Mein Umzug zurück aufs Land hat unter meinen Städterfreunden eigenartige Reaktionen hervorgerufen. Manche lächelten übertrieben sanft und hauchten in aufmunterndem Tonfall: "Von deinem Dorf aus bist du ja trotzdem schnell in Wien." Andere nickten anerkennend, als würde das Dorfleben besonderen Mut erfordern. Wieder andere fragten mich mit anthropologischer Neugier: "Und? Wie kommst du da zurecht?"
Als wäre ich an einen fernen Ort gezogen, an dem fremde Völker mit eigentümlichen Bräuchen leben. Derartige Vorurteile bin ich gewohnt. Schon während meines Studiums in diversen Großstädten beäugte man mich mitleidsvoll, wenn ich meine Herkunft verriet, und gab mir zu verstehen, welch Armutschgerl ich sei. Heute denke ich mir, sollen sie doch! Sollen sie doch weiterhin glauben, wir Landmenschen seien allesamt ungehobelte Rüpel, in kulturellem Brachland sozialisierte Einfaltspinsel mit dem Horizont eines Wasserglases.

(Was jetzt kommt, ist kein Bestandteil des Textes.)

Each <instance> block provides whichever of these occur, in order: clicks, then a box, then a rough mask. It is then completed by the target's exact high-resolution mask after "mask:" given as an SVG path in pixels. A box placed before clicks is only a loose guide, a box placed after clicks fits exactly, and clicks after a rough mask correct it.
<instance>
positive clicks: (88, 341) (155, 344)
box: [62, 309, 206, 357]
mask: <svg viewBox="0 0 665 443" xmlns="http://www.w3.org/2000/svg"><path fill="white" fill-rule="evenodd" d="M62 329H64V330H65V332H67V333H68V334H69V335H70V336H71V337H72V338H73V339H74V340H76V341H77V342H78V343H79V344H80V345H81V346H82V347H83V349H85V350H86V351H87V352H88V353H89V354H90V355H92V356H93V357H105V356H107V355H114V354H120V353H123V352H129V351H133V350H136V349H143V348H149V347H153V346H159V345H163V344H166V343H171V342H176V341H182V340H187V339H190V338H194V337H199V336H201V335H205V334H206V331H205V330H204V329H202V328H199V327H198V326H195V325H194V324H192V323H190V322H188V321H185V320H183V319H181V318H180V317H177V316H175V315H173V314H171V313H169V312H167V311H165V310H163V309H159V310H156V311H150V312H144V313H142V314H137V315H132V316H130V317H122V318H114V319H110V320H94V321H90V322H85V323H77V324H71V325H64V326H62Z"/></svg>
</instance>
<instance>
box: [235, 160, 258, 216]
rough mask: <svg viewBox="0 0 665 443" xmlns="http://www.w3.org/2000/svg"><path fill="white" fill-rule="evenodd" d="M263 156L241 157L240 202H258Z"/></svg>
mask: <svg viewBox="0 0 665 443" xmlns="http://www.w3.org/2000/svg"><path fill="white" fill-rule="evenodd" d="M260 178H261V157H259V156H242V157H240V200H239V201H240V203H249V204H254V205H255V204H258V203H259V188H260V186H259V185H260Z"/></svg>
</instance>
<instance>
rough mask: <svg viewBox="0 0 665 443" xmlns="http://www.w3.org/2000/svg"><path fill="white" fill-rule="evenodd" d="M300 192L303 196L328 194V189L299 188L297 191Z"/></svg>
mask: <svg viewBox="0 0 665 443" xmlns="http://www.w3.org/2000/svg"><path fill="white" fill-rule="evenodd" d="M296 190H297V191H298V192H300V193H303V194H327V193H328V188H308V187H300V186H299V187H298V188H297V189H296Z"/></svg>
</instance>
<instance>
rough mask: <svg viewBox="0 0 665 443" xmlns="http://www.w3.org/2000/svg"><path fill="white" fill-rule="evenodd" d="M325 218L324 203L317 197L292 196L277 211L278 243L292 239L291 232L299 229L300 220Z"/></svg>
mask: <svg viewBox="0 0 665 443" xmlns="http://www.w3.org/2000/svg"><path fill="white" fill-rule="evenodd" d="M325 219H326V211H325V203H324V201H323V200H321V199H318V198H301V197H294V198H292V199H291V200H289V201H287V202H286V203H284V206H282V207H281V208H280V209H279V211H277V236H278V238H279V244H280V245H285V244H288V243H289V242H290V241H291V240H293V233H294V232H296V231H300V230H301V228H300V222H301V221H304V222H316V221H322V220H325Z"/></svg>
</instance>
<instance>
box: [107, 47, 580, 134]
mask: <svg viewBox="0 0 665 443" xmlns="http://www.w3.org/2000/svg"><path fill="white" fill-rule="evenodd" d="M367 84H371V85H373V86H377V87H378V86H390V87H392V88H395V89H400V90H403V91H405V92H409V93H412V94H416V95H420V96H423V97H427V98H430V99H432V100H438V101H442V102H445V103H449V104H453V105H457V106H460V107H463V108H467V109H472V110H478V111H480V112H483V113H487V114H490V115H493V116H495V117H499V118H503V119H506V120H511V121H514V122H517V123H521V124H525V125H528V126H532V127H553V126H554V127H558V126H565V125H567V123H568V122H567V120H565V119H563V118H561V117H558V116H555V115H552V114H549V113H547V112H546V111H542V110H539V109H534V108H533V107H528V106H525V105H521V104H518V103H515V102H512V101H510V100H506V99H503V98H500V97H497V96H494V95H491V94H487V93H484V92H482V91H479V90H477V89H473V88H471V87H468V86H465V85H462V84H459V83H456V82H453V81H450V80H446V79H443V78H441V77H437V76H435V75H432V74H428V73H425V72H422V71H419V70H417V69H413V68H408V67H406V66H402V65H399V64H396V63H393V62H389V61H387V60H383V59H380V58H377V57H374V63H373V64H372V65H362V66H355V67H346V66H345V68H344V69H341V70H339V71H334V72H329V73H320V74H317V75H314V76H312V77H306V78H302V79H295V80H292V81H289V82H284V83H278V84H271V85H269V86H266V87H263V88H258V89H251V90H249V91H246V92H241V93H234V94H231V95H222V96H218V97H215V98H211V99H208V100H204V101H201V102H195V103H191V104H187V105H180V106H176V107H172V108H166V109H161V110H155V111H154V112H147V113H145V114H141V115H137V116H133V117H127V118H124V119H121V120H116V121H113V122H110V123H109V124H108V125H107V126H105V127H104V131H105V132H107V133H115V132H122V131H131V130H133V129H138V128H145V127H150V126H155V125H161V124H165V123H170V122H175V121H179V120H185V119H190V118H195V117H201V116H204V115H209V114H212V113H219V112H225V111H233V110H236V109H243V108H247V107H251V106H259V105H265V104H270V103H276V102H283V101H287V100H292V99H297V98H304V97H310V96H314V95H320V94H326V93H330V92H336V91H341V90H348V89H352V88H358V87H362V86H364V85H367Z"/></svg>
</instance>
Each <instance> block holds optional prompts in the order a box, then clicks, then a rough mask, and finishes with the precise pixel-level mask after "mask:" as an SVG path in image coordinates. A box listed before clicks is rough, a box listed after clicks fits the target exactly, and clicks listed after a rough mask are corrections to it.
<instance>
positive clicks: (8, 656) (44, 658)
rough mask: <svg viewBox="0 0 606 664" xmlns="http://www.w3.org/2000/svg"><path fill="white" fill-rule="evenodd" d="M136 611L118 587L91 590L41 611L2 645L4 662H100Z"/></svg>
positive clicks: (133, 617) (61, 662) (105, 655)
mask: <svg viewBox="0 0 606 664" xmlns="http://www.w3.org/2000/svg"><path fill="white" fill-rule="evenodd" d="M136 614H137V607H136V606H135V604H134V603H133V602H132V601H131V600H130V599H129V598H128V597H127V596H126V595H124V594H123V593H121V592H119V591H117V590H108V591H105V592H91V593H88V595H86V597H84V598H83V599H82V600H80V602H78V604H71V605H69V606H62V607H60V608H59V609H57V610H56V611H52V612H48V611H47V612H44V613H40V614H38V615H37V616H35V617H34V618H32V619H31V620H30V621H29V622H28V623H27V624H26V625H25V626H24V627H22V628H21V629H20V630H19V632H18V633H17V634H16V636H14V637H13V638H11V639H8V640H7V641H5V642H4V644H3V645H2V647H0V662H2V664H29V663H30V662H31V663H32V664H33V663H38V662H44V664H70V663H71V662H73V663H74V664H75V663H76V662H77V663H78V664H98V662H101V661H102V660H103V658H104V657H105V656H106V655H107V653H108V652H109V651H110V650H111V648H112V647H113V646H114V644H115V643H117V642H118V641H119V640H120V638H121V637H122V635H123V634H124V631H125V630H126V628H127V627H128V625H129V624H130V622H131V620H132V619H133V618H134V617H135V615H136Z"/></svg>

Falls Sie, liebe Leserinnen und Leser, mit ähnlichen Vorurteilen konfrontiert sind, rufe ich Sie nun dazu auf, diese nicht länger zu bekämpfen, sondern im Gegenteil willkommen zu heißen und gar genussvoll zu bestätigen. Das nächste Mal, wenn Sie Besuch aus der Stadt empfangen, benehmen Sie sich bitte möglichst ungustiös, kauen Sie mit offenem Mund, rülpsen Sie kräftig bei Tische, machen Sie anzügliche Witze. Verdrehen Sie ihre Zunge zu einem abscheulichen Dialekt, erfinden Sie Wörter, die keiner versteht. Wenn Ihr Gegenüber Weltpolitisches diskutieren möchte, tun Sie, als hätten Sie noch nie im Leben eine Zeitung aufgeschlagen. Seien Sie ganz und gar jener Landtrampel, den man sich in der Stadt vorstellt. Vielleicht haben wir so am End mehr Land für uns.